What are ghost detections?
A ghost detection is a sensor reading that incorrectly reports a person or movement where none exists. Ghosts can appear as extra people in a count, phantom motion events, or intermittent spikes in occupancy data.
These errors are not just nuisances - they skew metrics used for space planning, HVAC control, cleaning schedules, and safety. Understanding their causes helps you choose and tune the right sensing solution.
Common causes of ghost detections
Ghosts arise from a mix of physical phenomena, environmental conditions, and algorithmic limits. Typical causes include:
- Sensor noise: Electronic noise in the sensor or communication link can produce spurious readings, especially at low signal levels.
 - Multipath and reflections: For radar, lidar, and ultrasonic sensors, signals can bounce off walls, windows, or furniture and return via indirect paths, creating phantom echoes. 'Multipath' refers to these multiple travel paths.
 - Thermal artifacts: In thermal arrays, heated surfaces such as sunlight-warmed glass, radiators, or hot equipment can create heat signatures that mimic a person.
 - Motion from non-human sources: Fans, curtains, HVAC turbulence, or moving machinery can be misinterpreted as people.

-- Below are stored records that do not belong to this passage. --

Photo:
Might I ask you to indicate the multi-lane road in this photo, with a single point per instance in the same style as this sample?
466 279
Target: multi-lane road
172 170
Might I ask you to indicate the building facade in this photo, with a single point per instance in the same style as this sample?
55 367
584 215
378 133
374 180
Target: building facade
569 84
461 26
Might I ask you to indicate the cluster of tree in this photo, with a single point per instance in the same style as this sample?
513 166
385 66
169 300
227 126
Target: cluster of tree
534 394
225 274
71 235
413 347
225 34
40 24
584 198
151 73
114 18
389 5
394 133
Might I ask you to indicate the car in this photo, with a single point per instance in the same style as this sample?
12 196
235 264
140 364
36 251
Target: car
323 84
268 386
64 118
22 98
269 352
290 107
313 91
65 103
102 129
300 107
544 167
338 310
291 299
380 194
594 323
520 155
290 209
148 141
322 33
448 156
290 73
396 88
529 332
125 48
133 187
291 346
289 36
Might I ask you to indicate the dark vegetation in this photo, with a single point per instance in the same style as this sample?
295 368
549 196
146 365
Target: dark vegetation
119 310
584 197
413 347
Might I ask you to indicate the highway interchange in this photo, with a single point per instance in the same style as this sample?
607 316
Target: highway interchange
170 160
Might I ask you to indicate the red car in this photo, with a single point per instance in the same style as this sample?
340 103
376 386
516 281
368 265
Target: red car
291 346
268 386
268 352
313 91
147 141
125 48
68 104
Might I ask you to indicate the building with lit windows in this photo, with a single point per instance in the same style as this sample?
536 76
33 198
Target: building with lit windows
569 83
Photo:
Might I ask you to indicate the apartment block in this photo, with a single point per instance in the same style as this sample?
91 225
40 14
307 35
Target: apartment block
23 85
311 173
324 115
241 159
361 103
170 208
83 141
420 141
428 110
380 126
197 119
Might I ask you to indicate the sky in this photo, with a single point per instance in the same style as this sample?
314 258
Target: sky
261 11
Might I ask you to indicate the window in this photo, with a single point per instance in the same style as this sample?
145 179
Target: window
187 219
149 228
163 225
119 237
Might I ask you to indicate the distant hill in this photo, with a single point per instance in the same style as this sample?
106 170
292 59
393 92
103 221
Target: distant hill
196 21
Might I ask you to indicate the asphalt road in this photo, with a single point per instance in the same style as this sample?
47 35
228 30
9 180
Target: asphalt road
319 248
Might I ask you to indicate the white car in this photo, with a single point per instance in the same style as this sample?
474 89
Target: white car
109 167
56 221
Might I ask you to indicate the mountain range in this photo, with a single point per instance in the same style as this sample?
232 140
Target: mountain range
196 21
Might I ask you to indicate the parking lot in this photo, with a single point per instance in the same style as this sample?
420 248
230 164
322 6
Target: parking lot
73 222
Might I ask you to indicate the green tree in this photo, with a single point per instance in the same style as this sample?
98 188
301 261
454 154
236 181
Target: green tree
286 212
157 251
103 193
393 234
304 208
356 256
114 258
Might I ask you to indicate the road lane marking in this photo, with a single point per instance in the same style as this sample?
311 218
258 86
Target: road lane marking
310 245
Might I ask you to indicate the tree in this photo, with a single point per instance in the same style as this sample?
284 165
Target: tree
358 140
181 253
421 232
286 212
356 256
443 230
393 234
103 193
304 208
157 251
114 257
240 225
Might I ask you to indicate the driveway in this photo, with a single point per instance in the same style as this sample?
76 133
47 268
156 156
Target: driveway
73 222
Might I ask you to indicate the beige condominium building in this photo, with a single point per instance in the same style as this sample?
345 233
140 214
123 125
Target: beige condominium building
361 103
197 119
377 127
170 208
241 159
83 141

 - Occlusion and silhouette effects: Partial visibility or overlapping people can confuse counting algorithms and produce inconsistent entries/exits.
 - Environmental changes: Lighting changes, seasonal heating, or new furniture can alter sensing conditions after deployment.
 - Software and calibration issues: Incorrect calibration, poor threshold settings, or outdated firmware can increase false positives.